Opinion: Agglomeration Taxes

By Brent Cowan

In what seems like an annual event, Montreal suburbs were once again blindsided with a sharp

increase in their agglomeration taxes. After the usual outbursts of indignation, the increases were absorbed into the budgets of the de-merged suburbs. Suburban councils were left to stew and wonder what surprises lay in store for next year’s budget. It has been said that beyond showing up at Agglo Council meetings and voting in the negative, there is nothing the suburban mayors can do. WRONG!!


Over five years ago, the suburban mayors announced they had reached an agreement with Montreal Mayor Valérie Plante that would see them integrated them into the budget process starting in 2020. What happened? At the time, the suburban mayors voiced their skepticism which time has proven to be well-founded. No matter her good intentions, if Valerie Plante ever had them, reality and political expediency have clearly intervened. 


Five years ago I wrote in The Gazette that it would be virtually inevitable that Plante would use the power the law gives her to arbitrarily transfer a share of Montreal’s budget woes on to the suburbs. Montreal’s financial problems become our financial burden. As Mayor Thomas has indicated, having a seat at the Agglo Council in no way assures that he or any of the suburban mayors has any influence. He has said the ASM mayors speak and no one listens. They vote and no one pays attention. Of course, that’s simply the way things work in the real world. To have influence, you need a measure of real power which means the having the potential to consolidate a majority bloc. By Quebec law, the suburban mayors represent less than 20% of the Agglo Council, while Valérie Plante appoints well over 80% of that body’s voting power. Until this anomaly is corrected, Agglo budget planning will remain unaccountable to any but Montreal voters who will, naturally, be very pleased with any financial break they are given at the expense of all the other people who live in the suburbs.

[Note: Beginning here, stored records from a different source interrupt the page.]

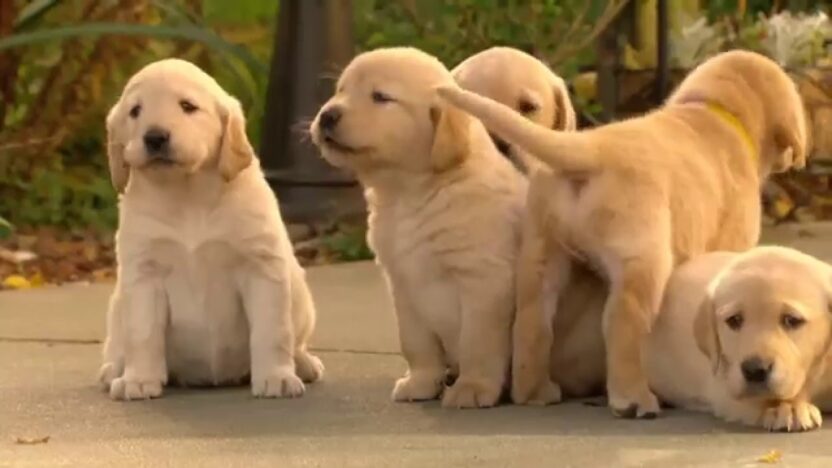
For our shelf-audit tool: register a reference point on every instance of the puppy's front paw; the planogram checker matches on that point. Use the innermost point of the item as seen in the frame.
(108, 372)
(127, 389)
(308, 367)
(465, 393)
(792, 416)
(279, 383)
(639, 405)
(418, 387)
(543, 393)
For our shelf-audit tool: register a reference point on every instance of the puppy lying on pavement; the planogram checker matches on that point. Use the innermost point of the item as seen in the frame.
(747, 336)
(635, 198)
(522, 82)
(444, 216)
(208, 291)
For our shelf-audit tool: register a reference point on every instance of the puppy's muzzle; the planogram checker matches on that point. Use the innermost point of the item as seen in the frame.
(329, 119)
(756, 371)
(502, 146)
(157, 143)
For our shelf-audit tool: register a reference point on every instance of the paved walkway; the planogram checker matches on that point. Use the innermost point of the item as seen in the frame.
(49, 355)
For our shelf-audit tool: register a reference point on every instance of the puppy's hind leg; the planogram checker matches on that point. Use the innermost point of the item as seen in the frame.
(636, 289)
(532, 331)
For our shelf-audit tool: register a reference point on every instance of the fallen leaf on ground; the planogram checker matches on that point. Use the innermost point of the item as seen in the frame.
(16, 256)
(772, 457)
(16, 282)
(31, 440)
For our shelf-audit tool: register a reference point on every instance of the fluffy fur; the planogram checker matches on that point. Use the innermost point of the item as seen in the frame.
(638, 197)
(769, 307)
(208, 290)
(444, 215)
(522, 82)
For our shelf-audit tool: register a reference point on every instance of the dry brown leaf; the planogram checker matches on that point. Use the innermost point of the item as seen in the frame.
(772, 457)
(31, 440)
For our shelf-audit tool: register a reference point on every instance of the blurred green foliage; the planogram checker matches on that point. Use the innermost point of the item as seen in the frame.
(54, 93)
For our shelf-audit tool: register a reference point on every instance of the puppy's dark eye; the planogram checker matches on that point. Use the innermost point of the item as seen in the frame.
(792, 322)
(734, 322)
(188, 106)
(526, 107)
(381, 98)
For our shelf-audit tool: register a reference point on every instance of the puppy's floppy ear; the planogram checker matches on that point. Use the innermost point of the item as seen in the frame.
(450, 136)
(704, 331)
(119, 170)
(565, 118)
(236, 152)
(792, 139)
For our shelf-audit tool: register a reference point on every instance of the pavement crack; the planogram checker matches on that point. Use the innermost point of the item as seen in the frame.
(10, 339)
(71, 341)
(354, 351)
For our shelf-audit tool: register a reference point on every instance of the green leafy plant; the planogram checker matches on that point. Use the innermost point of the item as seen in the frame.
(348, 244)
(6, 228)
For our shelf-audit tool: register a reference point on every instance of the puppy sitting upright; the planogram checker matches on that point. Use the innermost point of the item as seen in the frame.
(208, 290)
(636, 198)
(522, 82)
(444, 211)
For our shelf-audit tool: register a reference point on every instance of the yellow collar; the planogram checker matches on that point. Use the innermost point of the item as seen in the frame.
(732, 120)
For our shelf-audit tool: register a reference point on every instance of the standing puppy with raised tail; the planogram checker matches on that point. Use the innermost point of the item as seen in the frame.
(638, 197)
(444, 216)
(209, 290)
(522, 82)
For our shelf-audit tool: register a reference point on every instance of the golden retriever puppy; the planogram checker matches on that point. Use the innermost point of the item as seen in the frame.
(208, 289)
(444, 220)
(522, 82)
(635, 198)
(747, 336)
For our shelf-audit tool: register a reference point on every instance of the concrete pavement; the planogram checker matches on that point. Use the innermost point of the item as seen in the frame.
(49, 355)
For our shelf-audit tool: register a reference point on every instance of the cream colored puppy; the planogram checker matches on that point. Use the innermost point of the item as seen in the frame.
(638, 197)
(208, 290)
(747, 337)
(522, 82)
(444, 216)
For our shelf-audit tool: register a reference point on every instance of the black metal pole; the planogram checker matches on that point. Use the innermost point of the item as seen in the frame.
(662, 49)
(313, 37)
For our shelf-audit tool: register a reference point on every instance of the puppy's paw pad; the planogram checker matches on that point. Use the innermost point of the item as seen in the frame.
(545, 393)
(792, 417)
(644, 406)
(309, 368)
(417, 388)
(280, 383)
(108, 372)
(471, 394)
(123, 389)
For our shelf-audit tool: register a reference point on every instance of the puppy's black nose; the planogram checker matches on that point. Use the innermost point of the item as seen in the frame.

Thankfully, there is an antidote to the poison pill foisted on us 18 years ago as the price of our so-called ‘independence’. We can demand – our mayor along with the other suburban mayors can demand – that the law be changed to finally allow truly representative democracy for all who live within the Montreal Agglo. As it stands, the Agglo Council is controlled by the Montreal mayor. There are a total of 30 members on the council, which she chairs. She appoints all 15 Montreal councillors to the body. The remaining positions are held by the mayors of the 14 suburbs plus one additional councillor from Dollard-des-Ormeaux appointed by that city’s mayor. Each councillor does not, however, get an equal say. Their votes are weighted by population. So, for example, if the Senneville mayor gets one vote, the mayor of PointeClaire gets about 32 and a councillor from Montreal gets more than 100. All in all, the mayor of Montreal controls almost 90% of the votes on the Agglo Council. What she decides, carries. And she is herself accountable only to City of Montreal voters.


For our local democracy to flourish, it is essential that the demerged cities not be permanent losers, as

Mayor Thomas has indicated we are, otherwise we are being played for suckers who pay into a system that heavily favours everybody else. The only way to ensure we are not permanent losers is to set it up so interests have the possibility of realigning, issue to issue. Then those losing now know they may be winners the next time around, if they can organize a coalition.


There is a simple solution. Rather than giving the mayor of Montreal the power to fill all of Montreal’s seats on the Agglo council, the law should be changed to name each borough mayor to the agglo council just as the suburban mayors are appointed by virtue of their election. Structured in this way, Montreal’s representation would reflect the weighted interests of all its 19 boroughs. Many borough mayors would still share the partisan interests of the mayor of Montreal, but some would not. On some issues, certain borough mayors might find common ground with their suburban counterparts. So today’s losers could well be tomorrow’s winners. There’d be no more perpetual losers, no more suckers, and we’d all win at least some of the time.


So we can continue to rail against the injustice of an anti-democratic agglo or we might actually try to do something about it. We should push the Quebec government to democratize the agglo council by making it a council of island mayors.